As supply and demand imbalances continue to cause issues for prospective buyers, CoreLogic’s latest Home Price Index (HPI) and HPI Forecast found that demand for the short supply of homes listed remained solid through the end of the summer, driving prices upward 18% year-over-year in September.
Privately‐owned housing completions in October were at a seasonally adjusted annual rate of 1,242,000, unchanged from the revised September estimate of 1,242,000, but 8.4% below October 2020’s rate of 1,356,000. Single‐family housing completions in October were at a rate of 929,000, 1.7% below the revised September rate of 945,000. The October rate for units in buildings with five units or more was 302,000.
“Total units under construction including multifamily units were the highest since 1973,” said Douglas G. Duncan, Chief Economist at Fannie Mae. “Demand for new housing remains robust given the lack of existing homes for sale, and continued strong house price appreciation is supportive of more construction. We expect an increase in the number of homes brought to completion next year, as builders work through their backlogs, but our forecast is for only a modest rise in starts next year due to capacity constraints. If builders can somehow work these out in a more timely manner however, demand is currently sufficient to support a considerably higher pace of starts than what is occurring.”
Privately‐owned housing units authorized by building permits in October were at a seasonally adjusted annual rate of 1,650,000, 4% above the revised September rate of 1,586,000, and 3.4% above the October 2020 rate of 1,595,000. HUD and Census Bureau reported that single‐family authorizations in October were at a rate of 1,069,000, 2.7% above the revised September figure of 1,041,000.
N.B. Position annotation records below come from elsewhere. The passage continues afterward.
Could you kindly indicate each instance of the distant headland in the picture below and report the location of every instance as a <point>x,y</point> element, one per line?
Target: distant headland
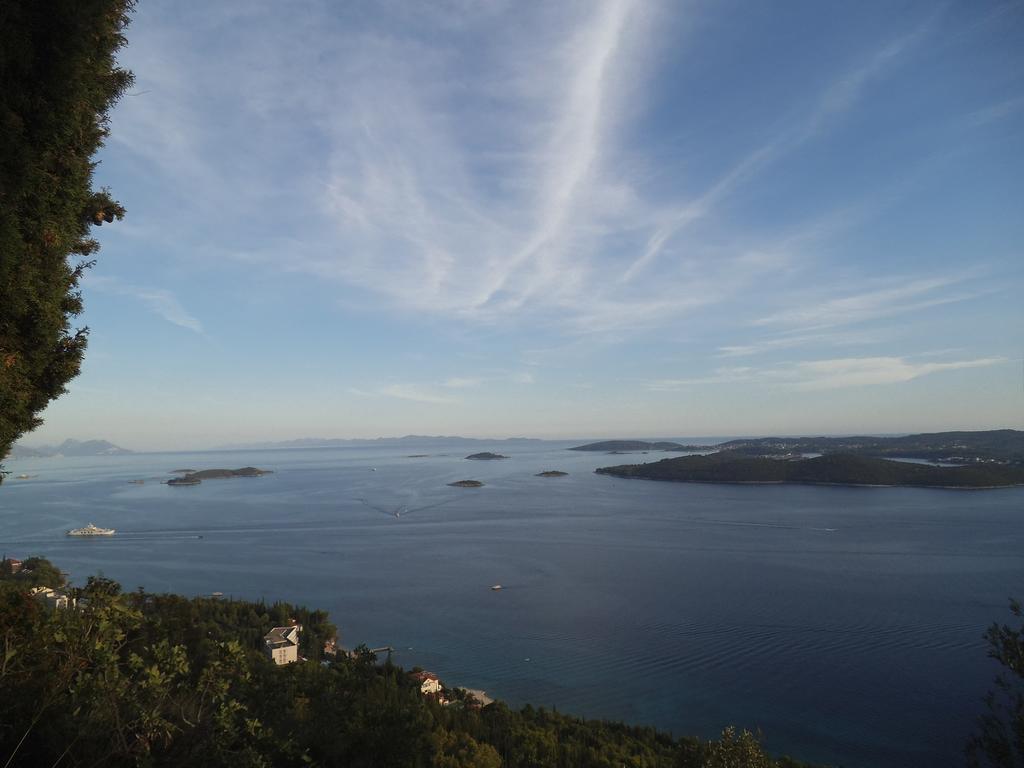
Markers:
<point>192,477</point>
<point>832,469</point>
<point>622,446</point>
“While groundbreaking on new home homes slowed in October, housing permits–a leading indicator of future starts—increased to an annual pace of 1.65 million, which is a good sign that home building is beginning to accelerate to keep up with the pace of household formation,” said Kushi. “Single-family permits, while still down from pandemic highs, are nearly 6% higher than pre-pandemic (February 2020). Yet the number of single-family homes permitted, but not started increased this month and is 43% higher compared with one year ago, at tell-tale sign of ongoing supply chain issues.”
As noted by Realtor.com Chief Economist Danielle Hale, builders continue to factor rising costs and prices as they manage their pipelines to account for supply chain issues.
“Builders are also passing rising costs on to consumers through higher new home prices, which may become an increasingly challenging hurdle if mortgage rates also begin to climb, as they are expected to do,” said Hale.
National Association of Realtors (NAR) Chief Economist Lawrence Yun reported earlier this week that the housing market, while experiencing 15-year highs slated to continue through the end of 2021, will taper off through 2022.
"The housing sector's success will continue, but I don't expect next year's performance to exceed this year's," warned Yun.